Jakże mylne to było oczekiwanie. Oto weekendowa „Gazeta Wyborcza”, która niewiele robi sobie z nieprawidłowości wyborczych, ale za sytuację związaną z wyborami obwinia… Jarosława Kaczyńskiego. Bo domaga się wyjaśnień, bo chce powtórzenia wyborów, bo zwraca uwagę na nadużycia. A to - zdaniem wicenaczelnego Jarosława Kurskiego - coś niedopuszczalnego.
Kaczyński od lat igra z ogniem. Uważa, że państwo to on i że co dobre dla Jarosława Kaczyńskiego, to dobre dla Polski. Stawia na piedestał IV RP, bo wygrał wtedy wybory i rządził. Tylko z takim państwem się utożsamia
— złości się Kurski.
Przyznajemy, że nawet jak na standardy redakcji z Czerskiej to coś niebywałego. Nie ma pretensji wobec PKW, rządu i władz - jest tylko furia wobec szefa PiS.

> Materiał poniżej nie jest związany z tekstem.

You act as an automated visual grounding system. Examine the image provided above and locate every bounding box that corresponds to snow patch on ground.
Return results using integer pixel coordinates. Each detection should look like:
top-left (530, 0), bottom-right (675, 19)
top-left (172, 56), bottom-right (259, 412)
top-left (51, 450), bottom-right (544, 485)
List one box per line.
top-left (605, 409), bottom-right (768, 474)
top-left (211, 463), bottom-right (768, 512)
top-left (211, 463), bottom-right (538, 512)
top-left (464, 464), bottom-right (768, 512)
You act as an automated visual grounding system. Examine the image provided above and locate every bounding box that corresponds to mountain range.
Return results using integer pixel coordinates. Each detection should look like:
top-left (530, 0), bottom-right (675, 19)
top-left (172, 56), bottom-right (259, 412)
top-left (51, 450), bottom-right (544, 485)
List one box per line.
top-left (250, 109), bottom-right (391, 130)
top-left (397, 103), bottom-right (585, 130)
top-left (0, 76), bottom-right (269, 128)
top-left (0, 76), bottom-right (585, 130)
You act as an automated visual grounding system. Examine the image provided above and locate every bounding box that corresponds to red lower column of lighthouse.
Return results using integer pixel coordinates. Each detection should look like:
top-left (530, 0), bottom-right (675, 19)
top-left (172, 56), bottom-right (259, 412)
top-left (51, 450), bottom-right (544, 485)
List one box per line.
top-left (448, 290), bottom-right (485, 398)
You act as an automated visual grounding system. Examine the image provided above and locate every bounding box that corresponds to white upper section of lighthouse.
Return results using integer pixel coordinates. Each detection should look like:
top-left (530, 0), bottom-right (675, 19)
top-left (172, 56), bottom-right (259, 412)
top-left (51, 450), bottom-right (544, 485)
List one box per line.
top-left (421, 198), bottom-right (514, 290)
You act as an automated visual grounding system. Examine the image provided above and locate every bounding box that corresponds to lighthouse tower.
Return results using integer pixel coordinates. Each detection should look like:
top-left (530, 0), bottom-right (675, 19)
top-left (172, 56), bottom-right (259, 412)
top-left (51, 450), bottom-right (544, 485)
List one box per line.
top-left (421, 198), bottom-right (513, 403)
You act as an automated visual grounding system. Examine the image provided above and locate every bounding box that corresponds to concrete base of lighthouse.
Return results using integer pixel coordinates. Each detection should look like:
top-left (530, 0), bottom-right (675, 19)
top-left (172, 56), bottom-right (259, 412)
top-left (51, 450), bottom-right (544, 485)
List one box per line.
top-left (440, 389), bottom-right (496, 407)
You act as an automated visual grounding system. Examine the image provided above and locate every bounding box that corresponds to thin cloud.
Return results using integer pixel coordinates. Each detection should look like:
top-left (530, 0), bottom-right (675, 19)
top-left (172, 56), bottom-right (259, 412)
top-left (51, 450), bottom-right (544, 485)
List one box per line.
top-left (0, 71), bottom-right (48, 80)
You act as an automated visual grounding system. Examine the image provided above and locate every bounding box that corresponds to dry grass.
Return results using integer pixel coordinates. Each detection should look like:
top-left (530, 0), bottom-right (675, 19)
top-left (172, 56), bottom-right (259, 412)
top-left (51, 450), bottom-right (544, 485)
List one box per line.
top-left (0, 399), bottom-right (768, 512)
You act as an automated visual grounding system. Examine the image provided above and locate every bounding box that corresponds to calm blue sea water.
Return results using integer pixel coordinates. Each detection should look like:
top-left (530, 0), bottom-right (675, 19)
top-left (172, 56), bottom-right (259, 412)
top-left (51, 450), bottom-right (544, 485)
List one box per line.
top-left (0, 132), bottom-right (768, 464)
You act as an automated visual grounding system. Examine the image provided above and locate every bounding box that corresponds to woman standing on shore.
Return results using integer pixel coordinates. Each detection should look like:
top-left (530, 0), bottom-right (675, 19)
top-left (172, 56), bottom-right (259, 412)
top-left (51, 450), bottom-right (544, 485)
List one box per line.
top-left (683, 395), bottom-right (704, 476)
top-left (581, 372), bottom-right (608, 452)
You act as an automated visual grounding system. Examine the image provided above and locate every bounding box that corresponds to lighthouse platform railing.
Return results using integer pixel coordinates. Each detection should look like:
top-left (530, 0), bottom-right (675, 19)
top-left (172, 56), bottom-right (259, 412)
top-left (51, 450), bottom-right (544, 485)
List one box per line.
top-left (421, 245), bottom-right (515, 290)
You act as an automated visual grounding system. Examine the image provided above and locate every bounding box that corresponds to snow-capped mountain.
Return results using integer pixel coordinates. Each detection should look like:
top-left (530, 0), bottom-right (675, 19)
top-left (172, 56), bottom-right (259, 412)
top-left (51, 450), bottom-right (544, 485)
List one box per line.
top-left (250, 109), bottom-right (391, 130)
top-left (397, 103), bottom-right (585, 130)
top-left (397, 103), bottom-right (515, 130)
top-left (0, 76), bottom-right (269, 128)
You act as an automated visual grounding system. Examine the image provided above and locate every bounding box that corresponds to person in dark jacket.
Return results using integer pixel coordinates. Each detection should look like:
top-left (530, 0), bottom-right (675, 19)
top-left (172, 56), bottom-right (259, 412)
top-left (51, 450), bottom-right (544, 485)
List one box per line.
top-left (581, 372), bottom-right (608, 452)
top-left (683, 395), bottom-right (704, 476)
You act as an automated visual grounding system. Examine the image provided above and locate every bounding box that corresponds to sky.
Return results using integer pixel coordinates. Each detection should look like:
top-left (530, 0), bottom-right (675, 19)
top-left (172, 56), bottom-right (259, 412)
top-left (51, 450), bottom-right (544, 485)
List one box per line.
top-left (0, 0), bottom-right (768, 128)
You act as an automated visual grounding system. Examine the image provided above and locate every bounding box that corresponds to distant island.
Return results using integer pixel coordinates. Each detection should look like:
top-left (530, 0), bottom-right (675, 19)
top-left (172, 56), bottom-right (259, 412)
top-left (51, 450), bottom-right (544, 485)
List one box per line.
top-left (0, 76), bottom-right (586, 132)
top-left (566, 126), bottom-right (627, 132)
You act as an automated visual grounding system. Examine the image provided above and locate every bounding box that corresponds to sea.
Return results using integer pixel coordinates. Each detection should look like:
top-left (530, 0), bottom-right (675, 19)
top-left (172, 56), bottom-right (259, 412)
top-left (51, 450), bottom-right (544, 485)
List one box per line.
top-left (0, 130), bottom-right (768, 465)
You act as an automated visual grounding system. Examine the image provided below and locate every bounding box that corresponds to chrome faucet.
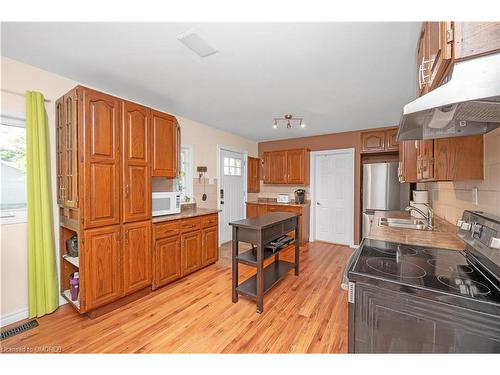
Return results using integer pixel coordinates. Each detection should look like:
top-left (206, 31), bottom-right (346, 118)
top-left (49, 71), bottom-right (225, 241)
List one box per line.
top-left (405, 203), bottom-right (434, 228)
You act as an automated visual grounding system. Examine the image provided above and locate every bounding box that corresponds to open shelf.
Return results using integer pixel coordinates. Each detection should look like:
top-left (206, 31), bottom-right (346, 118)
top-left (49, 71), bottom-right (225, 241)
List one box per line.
top-left (62, 289), bottom-right (80, 310)
top-left (63, 254), bottom-right (80, 268)
top-left (236, 241), bottom-right (295, 266)
top-left (236, 260), bottom-right (295, 299)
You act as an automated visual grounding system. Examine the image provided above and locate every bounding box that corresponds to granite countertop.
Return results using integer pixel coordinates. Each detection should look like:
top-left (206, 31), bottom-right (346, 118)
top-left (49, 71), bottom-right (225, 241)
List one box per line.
top-left (367, 211), bottom-right (465, 250)
top-left (247, 198), bottom-right (311, 207)
top-left (152, 208), bottom-right (220, 224)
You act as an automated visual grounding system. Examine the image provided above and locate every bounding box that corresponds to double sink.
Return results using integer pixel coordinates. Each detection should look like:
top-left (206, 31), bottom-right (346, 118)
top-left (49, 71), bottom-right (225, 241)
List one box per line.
top-left (378, 217), bottom-right (434, 230)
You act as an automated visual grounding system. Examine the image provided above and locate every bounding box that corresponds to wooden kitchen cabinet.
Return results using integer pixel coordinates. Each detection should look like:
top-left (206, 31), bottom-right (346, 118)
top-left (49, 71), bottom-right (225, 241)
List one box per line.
top-left (398, 141), bottom-right (417, 183)
top-left (247, 156), bottom-right (260, 193)
top-left (122, 220), bottom-right (151, 295)
top-left (122, 101), bottom-right (151, 223)
top-left (181, 226), bottom-right (202, 276)
top-left (80, 225), bottom-right (122, 310)
top-left (151, 110), bottom-right (180, 178)
top-left (153, 235), bottom-right (181, 289)
top-left (262, 149), bottom-right (310, 185)
top-left (361, 128), bottom-right (399, 154)
top-left (82, 89), bottom-right (121, 228)
top-left (201, 226), bottom-right (219, 266)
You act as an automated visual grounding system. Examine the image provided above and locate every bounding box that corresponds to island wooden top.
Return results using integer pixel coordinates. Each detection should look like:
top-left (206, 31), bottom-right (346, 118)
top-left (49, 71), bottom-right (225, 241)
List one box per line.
top-left (367, 211), bottom-right (465, 250)
top-left (229, 212), bottom-right (300, 230)
top-left (152, 208), bottom-right (220, 224)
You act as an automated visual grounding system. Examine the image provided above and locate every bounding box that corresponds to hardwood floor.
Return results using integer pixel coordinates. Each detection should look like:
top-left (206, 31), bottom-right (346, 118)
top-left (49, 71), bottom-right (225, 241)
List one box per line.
top-left (1, 242), bottom-right (352, 353)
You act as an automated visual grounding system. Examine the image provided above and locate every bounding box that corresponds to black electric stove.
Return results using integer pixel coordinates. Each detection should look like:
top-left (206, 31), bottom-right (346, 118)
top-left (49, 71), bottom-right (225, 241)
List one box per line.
top-left (346, 211), bottom-right (500, 353)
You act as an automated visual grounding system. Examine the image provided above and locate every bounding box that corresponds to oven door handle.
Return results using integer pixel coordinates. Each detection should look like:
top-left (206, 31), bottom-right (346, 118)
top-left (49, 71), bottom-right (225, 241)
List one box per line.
top-left (340, 245), bottom-right (361, 290)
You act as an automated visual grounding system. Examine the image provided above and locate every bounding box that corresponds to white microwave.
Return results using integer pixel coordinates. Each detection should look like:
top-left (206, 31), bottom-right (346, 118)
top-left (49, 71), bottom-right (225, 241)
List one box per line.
top-left (152, 191), bottom-right (181, 216)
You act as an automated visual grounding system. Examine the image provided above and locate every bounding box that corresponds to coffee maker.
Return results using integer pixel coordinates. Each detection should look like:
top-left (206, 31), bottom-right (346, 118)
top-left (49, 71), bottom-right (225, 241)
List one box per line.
top-left (295, 189), bottom-right (306, 204)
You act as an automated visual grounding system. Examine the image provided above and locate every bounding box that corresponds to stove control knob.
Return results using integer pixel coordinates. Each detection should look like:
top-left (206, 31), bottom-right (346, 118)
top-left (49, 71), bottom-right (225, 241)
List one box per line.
top-left (490, 237), bottom-right (500, 250)
top-left (460, 221), bottom-right (472, 231)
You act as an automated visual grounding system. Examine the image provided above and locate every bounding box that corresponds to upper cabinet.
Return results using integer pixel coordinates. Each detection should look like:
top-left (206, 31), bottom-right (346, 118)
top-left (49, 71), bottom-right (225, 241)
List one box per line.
top-left (262, 149), bottom-right (310, 185)
top-left (361, 128), bottom-right (399, 153)
top-left (247, 156), bottom-right (260, 193)
top-left (416, 21), bottom-right (500, 96)
top-left (151, 111), bottom-right (180, 178)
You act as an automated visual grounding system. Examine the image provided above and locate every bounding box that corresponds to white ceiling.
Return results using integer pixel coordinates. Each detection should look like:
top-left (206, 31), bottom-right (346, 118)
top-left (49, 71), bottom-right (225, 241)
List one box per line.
top-left (1, 22), bottom-right (420, 141)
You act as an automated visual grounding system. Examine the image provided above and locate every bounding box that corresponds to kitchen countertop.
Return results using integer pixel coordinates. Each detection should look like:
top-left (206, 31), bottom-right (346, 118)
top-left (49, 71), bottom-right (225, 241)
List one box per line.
top-left (152, 208), bottom-right (220, 224)
top-left (367, 211), bottom-right (465, 250)
top-left (247, 198), bottom-right (311, 207)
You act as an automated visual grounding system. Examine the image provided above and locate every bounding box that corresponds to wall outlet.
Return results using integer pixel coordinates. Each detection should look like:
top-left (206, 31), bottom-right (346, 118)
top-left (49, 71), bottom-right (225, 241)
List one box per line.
top-left (472, 188), bottom-right (478, 206)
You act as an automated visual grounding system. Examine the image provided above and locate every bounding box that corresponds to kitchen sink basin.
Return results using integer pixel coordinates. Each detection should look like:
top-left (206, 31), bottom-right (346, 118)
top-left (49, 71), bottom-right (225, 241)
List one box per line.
top-left (378, 217), bottom-right (433, 230)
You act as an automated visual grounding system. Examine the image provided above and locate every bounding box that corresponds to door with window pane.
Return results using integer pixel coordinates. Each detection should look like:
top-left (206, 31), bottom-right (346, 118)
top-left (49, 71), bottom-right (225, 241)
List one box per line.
top-left (219, 150), bottom-right (245, 243)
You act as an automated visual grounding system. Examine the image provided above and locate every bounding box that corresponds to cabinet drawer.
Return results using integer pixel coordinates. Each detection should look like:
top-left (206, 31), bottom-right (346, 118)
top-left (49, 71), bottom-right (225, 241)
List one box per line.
top-left (154, 221), bottom-right (180, 239)
top-left (201, 214), bottom-right (218, 228)
top-left (181, 217), bottom-right (201, 233)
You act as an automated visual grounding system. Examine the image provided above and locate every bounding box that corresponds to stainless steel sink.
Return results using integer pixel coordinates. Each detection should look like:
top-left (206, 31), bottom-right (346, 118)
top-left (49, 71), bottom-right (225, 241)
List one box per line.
top-left (378, 217), bottom-right (433, 230)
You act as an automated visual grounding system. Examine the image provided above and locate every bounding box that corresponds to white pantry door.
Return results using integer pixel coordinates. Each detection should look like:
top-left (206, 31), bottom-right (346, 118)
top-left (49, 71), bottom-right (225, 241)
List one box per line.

Teraz obsesyjna podejrzliwość prezesa urodziła nową mgłę i nową brzozę - mit sfałszowanych wyborów
— kpi pan redaktor.
Bo pan redaktor wie lepiej. Kaczyński powinien zamknąć się w domu i milczeć. Nie krytykować. Nie podważać. Nie alarmować. Inaczej…
Prezes od lat zatruwa życie publiczne i toruje drogę antydemokratycznym narodowcom, naziolom, kibolom i awanturnikom - jeszcze bardziej radykalnym niż PiS
— piekli się „Wyborcza”.
Niestety, nie mamy dla pana Kurskiego dobrych wiadomości. Skala niedowierzania i niechęci wobec tego, co dzieje się w Polsce, stale rośnie. Nie pomogą apele Michników, wiceMichników i pisane w obłędzie teksty innych funkcjonariuszy. Po prostu deformacja wyników jest zbyt duża. Tutaj odśpiewanie „Nic się nie stało” nie wystarczy.